Ottawa ought to protect funding for OAS by eliminating outdated tax shelters for retirees

Open this photograph in gallery: There’s little income left over from financial progress to put money into the children and grandchildren of boomers, and we saddle their offspring with massive unpaid payments.VectorInspiration/iStockPhoto / Getty Photos

Preserving Canada’s Outdated Age Safety system is critical to guard Canada’s proud legacy of investing within the monetary safety of retirees, which has lowered poverty amongst seniors under that of every other age group.

Nonetheless, the sustainability of OAS is below risk as our inhabitants ages. OAS price $69-billion in 2022. By 2027 it should price $96-billion. This $27-billion enhance is as massive as your entire price range for Employment Insurance coverage or the Canada Baby Profit. There’s no escaping that OAS prices are rising quicker than all different coverage measures within the federal price range.

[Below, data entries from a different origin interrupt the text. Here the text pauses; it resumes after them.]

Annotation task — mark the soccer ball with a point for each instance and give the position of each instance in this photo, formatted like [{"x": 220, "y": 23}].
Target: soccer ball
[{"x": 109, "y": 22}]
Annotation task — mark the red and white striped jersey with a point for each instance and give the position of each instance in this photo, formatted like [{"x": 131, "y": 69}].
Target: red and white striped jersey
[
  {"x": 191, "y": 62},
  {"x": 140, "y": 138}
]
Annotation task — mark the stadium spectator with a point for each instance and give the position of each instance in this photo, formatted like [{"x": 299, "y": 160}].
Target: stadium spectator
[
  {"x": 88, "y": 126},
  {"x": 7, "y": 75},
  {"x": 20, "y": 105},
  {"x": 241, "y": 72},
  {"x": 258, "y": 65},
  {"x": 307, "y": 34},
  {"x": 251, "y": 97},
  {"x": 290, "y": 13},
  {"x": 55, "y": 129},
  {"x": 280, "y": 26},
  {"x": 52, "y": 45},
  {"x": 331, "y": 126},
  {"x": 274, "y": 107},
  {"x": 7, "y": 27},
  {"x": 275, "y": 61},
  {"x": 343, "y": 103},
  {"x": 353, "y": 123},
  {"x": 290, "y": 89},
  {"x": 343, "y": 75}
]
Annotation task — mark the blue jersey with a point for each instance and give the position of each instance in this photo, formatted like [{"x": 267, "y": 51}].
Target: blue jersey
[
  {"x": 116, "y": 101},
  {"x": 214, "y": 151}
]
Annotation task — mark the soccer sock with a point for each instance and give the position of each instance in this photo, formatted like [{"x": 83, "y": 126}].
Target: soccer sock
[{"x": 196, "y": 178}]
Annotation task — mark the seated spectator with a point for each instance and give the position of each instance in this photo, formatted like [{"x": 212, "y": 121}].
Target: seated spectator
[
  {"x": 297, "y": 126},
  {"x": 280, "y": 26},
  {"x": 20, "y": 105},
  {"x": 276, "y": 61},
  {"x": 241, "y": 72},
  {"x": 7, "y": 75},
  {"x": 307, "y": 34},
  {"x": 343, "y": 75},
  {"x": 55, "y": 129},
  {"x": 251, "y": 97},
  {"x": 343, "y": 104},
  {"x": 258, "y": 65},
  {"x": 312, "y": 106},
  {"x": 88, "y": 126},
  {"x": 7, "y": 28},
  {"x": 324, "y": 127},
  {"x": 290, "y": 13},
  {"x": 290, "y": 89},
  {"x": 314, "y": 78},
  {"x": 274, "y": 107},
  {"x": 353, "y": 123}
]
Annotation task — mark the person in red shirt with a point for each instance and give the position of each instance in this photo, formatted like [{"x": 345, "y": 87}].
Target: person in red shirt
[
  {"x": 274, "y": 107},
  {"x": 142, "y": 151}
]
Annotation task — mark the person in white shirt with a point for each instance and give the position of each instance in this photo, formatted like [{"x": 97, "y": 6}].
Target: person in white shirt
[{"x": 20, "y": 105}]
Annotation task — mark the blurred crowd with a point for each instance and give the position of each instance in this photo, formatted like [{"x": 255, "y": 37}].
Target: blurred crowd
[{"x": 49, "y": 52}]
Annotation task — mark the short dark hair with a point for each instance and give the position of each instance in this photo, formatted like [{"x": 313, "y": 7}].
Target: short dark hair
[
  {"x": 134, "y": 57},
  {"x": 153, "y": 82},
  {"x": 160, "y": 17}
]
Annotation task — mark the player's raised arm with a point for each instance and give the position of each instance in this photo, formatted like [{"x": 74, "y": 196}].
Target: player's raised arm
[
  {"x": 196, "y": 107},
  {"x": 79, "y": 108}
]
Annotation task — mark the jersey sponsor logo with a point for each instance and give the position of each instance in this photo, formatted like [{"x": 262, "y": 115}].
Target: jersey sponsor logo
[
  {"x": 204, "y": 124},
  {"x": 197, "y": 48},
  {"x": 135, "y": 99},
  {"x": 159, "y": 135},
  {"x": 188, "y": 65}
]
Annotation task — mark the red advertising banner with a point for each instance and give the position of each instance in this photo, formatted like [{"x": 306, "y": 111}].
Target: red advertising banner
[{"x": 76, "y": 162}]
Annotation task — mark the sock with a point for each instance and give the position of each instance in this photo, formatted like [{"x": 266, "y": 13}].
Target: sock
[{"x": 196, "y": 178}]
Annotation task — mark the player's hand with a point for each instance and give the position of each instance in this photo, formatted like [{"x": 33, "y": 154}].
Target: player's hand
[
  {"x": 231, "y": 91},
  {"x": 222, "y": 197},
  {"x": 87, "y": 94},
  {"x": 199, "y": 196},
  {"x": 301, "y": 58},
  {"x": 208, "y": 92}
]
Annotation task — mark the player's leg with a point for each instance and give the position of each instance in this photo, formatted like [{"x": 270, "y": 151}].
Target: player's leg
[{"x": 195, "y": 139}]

Sadly, tax revenues should not holding tempo with the rising price of OAS. This leads to rising authorities deficits, for which Conservative Chief Pierre Poilievre blames inflation. It additionally pressures governments to restrict different investments, as signalled by Ottawa’s plan to chop $15-billion from annual spending. To deal with these fiscal challenges, Ottawa ought to assessment outdated tax shelters for retirees that drain billions in income and will in any other case assist cowl rising OAS prices.

Mr. Poilievre finds it politically handy responsible the Prime Minister for the $132-billion in deficits projected over the subsequent 5 years. Actuality, nevertheless, is extra difficult.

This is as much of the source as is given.